Last week I listened to a BBC Radio 4 documentary about the D Day beach landings.*

Christian Dunn, who is a professor of wetland science at Bangor University, reenacted a mission that whilst much less known, ranks up there in importance with Alan Turing and his colleagues breaking the enigma code.

It’s not just a brilliant tale of bravery, but also a valuable lesson to be well heeded.

(Extract from Bangor University website)

“Before the D-Day landings on 6 June 1944, a lot of work had been done to select the beaches the Allies would land on – eventually the Normandy coast was chosen,” explained Professor Dunn.

“However, the French Resistance are believed to have smuggled out some geological maps of the area – one of them dating back to the Roman Empire – which suggested there was soft clay and peat under the sand of the beaches. Peat is a type of wetland sediment created over millennia, which can be very unstable.

The Allied scientists and planners needed to find out where these clay and peat deposits were along the beaches so they didn’t land on them on D-Day. As the aerial photographs weren’t accurate enough, a group of commandos were given training in wetland and soil science, and then had to swim to the beaches, from small boats or submarines, to collect sediment samples, in the months before the landing.”

Recording the documentary took Professor Dunn over to the Normandy landing beaches, where he re-enacted one of the swims the commandos did and collected samples in the same way, using kit specially made by soil testing equipment manufacturers Royal Eijkelkamp for the programme.
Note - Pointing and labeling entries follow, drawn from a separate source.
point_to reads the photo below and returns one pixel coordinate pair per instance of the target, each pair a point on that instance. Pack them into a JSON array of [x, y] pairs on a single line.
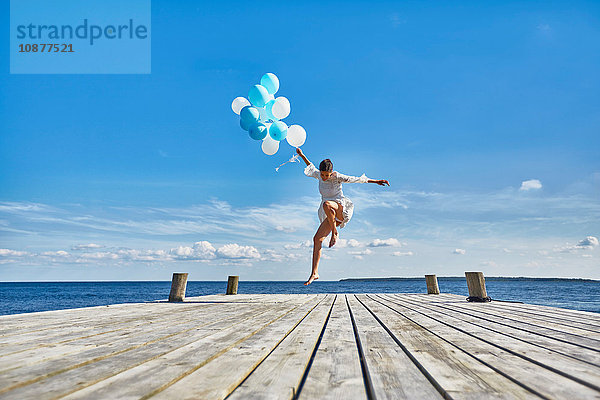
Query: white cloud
[[585, 244], [532, 184], [59, 253], [234, 250], [12, 253], [202, 250], [86, 246], [361, 252], [306, 243], [353, 243], [588, 243], [402, 253], [384, 242]]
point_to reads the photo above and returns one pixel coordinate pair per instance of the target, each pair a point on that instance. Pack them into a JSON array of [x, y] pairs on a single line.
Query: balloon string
[[294, 158]]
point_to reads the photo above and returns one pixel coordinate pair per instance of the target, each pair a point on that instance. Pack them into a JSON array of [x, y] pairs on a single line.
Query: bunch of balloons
[[262, 116]]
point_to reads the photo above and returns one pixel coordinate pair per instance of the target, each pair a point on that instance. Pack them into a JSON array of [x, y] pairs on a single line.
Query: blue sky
[[457, 104]]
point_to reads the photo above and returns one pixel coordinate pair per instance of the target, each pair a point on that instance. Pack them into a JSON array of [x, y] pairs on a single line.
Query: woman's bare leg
[[332, 210], [321, 234]]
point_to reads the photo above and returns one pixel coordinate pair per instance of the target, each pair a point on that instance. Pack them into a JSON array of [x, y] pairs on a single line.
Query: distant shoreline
[[456, 278]]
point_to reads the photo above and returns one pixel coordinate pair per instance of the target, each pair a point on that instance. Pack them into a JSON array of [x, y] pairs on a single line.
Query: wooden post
[[476, 285], [178, 285], [232, 282], [432, 287]]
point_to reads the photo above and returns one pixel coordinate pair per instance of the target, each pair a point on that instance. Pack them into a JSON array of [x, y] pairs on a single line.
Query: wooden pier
[[345, 346]]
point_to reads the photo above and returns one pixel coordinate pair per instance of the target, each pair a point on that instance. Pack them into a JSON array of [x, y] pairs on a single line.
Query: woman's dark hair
[[326, 165]]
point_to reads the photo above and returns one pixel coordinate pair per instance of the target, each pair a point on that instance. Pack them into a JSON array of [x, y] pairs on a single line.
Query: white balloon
[[268, 125], [239, 103], [281, 108], [296, 135], [263, 114], [270, 146]]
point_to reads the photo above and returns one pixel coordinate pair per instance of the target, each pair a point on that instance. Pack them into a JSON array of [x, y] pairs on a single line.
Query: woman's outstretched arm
[[301, 154], [380, 182]]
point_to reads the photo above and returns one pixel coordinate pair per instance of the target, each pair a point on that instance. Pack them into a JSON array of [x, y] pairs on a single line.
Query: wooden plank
[[565, 315], [494, 351], [279, 375], [145, 378], [335, 372], [574, 335], [116, 341], [458, 373], [35, 340], [209, 382], [58, 377], [588, 322], [552, 342], [392, 372], [18, 324], [548, 342], [103, 319]]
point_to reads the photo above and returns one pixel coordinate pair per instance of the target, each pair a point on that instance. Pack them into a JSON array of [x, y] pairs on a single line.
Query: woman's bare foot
[[312, 278], [333, 240]]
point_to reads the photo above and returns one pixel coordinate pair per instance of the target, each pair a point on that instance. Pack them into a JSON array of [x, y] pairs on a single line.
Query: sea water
[[24, 297]]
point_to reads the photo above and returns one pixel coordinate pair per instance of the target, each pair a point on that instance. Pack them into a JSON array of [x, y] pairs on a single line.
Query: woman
[[335, 209]]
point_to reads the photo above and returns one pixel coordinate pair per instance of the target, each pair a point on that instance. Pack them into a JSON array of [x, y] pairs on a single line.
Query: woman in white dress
[[335, 209]]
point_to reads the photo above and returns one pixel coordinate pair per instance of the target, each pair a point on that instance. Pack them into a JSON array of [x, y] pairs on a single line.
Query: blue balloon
[[270, 82], [269, 109], [250, 114], [258, 131], [246, 124], [278, 130], [258, 95]]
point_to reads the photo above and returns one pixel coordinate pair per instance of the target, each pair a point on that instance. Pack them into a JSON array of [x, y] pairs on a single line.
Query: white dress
[[331, 189]]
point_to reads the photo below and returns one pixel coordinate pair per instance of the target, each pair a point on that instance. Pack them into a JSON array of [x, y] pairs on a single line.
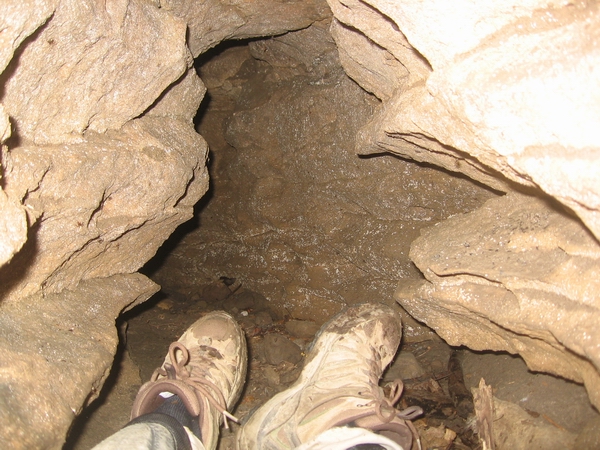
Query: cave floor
[[432, 372]]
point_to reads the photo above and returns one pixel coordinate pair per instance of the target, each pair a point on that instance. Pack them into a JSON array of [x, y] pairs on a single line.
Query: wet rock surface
[[292, 213], [436, 377]]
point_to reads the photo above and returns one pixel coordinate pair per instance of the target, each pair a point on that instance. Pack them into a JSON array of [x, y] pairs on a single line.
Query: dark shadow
[[12, 273], [78, 425]]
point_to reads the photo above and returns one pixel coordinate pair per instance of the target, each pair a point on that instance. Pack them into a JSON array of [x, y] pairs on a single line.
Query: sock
[[182, 440], [174, 407]]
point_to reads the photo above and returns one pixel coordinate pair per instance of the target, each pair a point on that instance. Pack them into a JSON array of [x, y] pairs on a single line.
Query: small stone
[[263, 319], [305, 329], [405, 367], [272, 376], [278, 348]]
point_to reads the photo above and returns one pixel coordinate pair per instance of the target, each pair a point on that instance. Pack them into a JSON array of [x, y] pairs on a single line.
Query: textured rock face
[[520, 276], [100, 163], [296, 215], [213, 21], [467, 102], [97, 172], [504, 92], [57, 351]]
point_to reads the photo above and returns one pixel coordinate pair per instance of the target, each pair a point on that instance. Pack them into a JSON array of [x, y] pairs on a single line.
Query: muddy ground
[[436, 377]]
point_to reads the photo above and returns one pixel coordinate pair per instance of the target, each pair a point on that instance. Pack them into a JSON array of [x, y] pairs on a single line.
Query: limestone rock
[[17, 21], [213, 21], [13, 227], [56, 353], [516, 275], [515, 429], [93, 67], [496, 118], [95, 202], [297, 216]]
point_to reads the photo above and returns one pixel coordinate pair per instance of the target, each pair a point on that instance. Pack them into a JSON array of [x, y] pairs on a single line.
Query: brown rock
[[211, 22], [278, 348], [56, 353], [98, 199], [481, 111], [515, 275], [305, 329], [94, 68]]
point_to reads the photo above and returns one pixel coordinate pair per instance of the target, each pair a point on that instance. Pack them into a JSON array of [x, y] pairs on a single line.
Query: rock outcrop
[[516, 275], [501, 91], [296, 215], [506, 93], [100, 162]]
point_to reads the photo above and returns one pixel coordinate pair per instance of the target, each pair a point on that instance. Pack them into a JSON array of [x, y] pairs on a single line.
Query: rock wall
[[100, 163], [506, 93]]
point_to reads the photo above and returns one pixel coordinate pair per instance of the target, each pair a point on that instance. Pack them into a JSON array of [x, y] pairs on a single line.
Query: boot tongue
[[397, 430]]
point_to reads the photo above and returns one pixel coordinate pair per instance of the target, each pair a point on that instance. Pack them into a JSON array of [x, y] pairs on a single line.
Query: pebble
[[278, 348], [405, 367], [305, 329]]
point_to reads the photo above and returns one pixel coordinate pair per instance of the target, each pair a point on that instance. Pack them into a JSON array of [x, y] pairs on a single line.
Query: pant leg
[[146, 436]]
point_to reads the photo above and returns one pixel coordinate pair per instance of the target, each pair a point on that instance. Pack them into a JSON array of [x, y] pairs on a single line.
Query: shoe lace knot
[[180, 369]]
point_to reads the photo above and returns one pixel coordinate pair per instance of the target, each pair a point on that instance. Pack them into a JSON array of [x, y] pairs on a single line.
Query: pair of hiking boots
[[336, 403]]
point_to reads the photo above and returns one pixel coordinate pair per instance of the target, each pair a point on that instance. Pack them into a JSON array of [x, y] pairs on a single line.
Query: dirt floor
[[432, 372]]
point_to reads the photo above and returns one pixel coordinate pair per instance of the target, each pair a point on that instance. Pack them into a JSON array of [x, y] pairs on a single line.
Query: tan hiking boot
[[338, 386], [206, 369]]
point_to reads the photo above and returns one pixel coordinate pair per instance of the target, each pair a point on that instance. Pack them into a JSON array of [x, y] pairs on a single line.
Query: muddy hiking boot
[[205, 371], [337, 402]]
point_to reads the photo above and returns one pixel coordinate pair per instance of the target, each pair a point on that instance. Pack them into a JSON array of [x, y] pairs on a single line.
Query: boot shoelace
[[204, 388], [389, 402]]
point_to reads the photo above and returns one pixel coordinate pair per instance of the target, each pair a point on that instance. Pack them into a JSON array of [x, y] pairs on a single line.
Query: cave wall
[[101, 162]]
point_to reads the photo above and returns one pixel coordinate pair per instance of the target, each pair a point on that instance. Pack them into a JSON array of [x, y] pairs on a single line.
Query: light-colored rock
[[13, 227], [515, 429], [18, 19], [297, 216], [93, 67], [516, 275], [56, 353], [213, 21], [499, 119], [96, 202]]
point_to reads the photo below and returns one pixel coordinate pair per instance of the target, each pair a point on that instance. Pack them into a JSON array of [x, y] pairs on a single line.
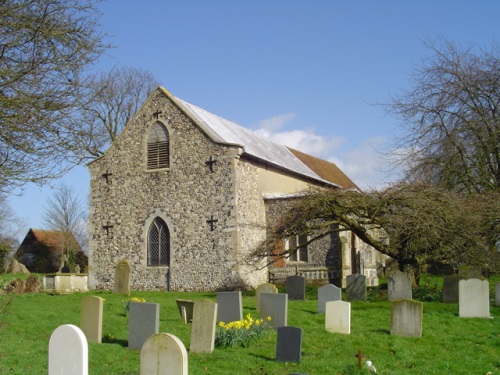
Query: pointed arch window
[[158, 147], [158, 244]]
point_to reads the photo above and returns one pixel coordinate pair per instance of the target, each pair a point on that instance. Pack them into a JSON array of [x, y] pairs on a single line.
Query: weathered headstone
[[474, 298], [68, 351], [296, 287], [356, 287], [327, 293], [399, 286], [122, 278], [274, 305], [164, 354], [185, 309], [143, 322], [450, 288], [338, 317], [264, 288], [203, 329], [406, 318], [229, 307], [91, 318], [288, 344]]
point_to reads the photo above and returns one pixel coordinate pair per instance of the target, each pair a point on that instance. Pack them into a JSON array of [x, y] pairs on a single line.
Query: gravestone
[[203, 329], [296, 287], [185, 309], [474, 298], [263, 288], [356, 287], [91, 318], [338, 317], [68, 351], [164, 354], [406, 318], [288, 344], [122, 278], [229, 307], [274, 305], [327, 293], [143, 322], [399, 286], [450, 288]]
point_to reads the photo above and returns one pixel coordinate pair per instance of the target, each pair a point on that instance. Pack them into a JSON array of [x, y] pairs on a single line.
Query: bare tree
[[46, 48]]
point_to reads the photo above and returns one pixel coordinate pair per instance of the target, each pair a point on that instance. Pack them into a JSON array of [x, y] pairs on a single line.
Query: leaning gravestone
[[203, 329], [264, 288], [338, 317], [274, 305], [327, 293], [399, 286], [229, 307], [474, 298], [296, 287], [164, 354], [406, 318], [68, 351], [143, 322], [356, 287], [288, 344], [91, 318], [122, 278]]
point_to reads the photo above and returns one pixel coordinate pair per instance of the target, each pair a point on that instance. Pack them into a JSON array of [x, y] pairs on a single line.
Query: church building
[[184, 196]]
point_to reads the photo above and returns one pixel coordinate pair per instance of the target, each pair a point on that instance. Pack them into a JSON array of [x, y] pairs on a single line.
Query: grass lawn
[[449, 345]]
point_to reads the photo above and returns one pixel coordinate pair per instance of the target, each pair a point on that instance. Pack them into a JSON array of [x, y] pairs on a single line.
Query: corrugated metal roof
[[225, 131]]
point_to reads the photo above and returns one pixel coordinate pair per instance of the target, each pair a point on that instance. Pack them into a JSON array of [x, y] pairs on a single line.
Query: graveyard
[[449, 343]]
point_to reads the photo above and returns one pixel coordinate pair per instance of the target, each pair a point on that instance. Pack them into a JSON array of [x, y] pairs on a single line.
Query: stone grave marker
[[91, 318], [122, 278], [263, 288], [164, 354], [203, 329], [406, 318], [185, 309], [474, 298], [229, 307], [143, 322], [399, 286], [296, 287], [356, 287], [450, 288], [327, 293], [338, 317], [68, 351], [288, 344], [274, 305]]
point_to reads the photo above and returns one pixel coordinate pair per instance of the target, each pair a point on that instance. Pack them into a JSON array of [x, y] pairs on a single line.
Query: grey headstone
[[406, 318], [143, 322], [327, 293], [288, 344], [164, 354], [68, 351], [203, 329], [296, 287], [450, 288], [356, 287], [229, 307], [91, 318], [474, 298], [274, 305], [399, 286]]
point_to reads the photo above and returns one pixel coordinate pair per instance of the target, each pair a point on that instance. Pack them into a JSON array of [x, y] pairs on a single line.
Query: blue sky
[[309, 74]]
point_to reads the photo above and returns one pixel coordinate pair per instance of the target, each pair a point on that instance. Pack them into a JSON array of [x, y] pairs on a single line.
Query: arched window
[[158, 244], [158, 155]]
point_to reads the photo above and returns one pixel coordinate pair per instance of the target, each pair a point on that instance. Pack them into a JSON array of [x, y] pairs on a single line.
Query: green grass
[[449, 345]]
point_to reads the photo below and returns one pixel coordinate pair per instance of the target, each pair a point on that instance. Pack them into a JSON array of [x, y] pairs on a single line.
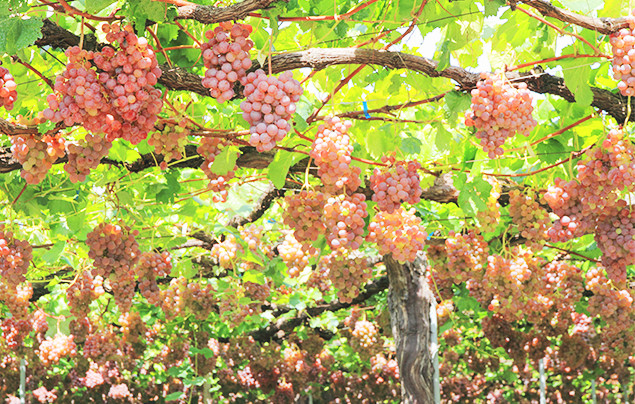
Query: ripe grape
[[398, 183], [8, 93], [498, 111], [268, 107], [36, 154], [400, 234], [331, 151], [226, 57]]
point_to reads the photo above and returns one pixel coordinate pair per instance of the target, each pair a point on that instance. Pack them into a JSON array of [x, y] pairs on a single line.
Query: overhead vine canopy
[[263, 201]]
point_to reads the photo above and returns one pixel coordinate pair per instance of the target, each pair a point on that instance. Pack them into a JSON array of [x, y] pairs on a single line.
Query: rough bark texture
[[409, 299]]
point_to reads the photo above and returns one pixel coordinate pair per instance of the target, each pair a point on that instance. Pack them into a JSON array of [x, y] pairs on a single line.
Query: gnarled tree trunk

“I’m a wetland scientist, and spend a lot of my time wading around in mud in my wellies, but to think my area of science helped ensure the success of the climactic battle of WWII, is rather sobering,” Professor Dunn added.

Understandably, the landings themselves are rightly remembered every year, but it’s the meticulous preparation that whilst rarely commented on, is actually the foundation for the success that followed.

And how often is this also the case in business and life generally?

Reflecting on both successes and mistakes, I conclude that the amount of preparation is perhaps the single biggest determiner of the results. Whilst some attribute luck, timing, market conditions and many other factors, as to the reason for their triumphs and failures, I suggest, (adapting the Gary Player/Jerry Barber famous quote), that the more you prepare the luckier you get.

It’s not only that preparation will uncover potential pitfalls, nor that it allows for the “what if” scenarios to be planned for, it’s the confidence boost from knowing that no stone has been left unturned; or in the case of the D Day landings, no grain of sand.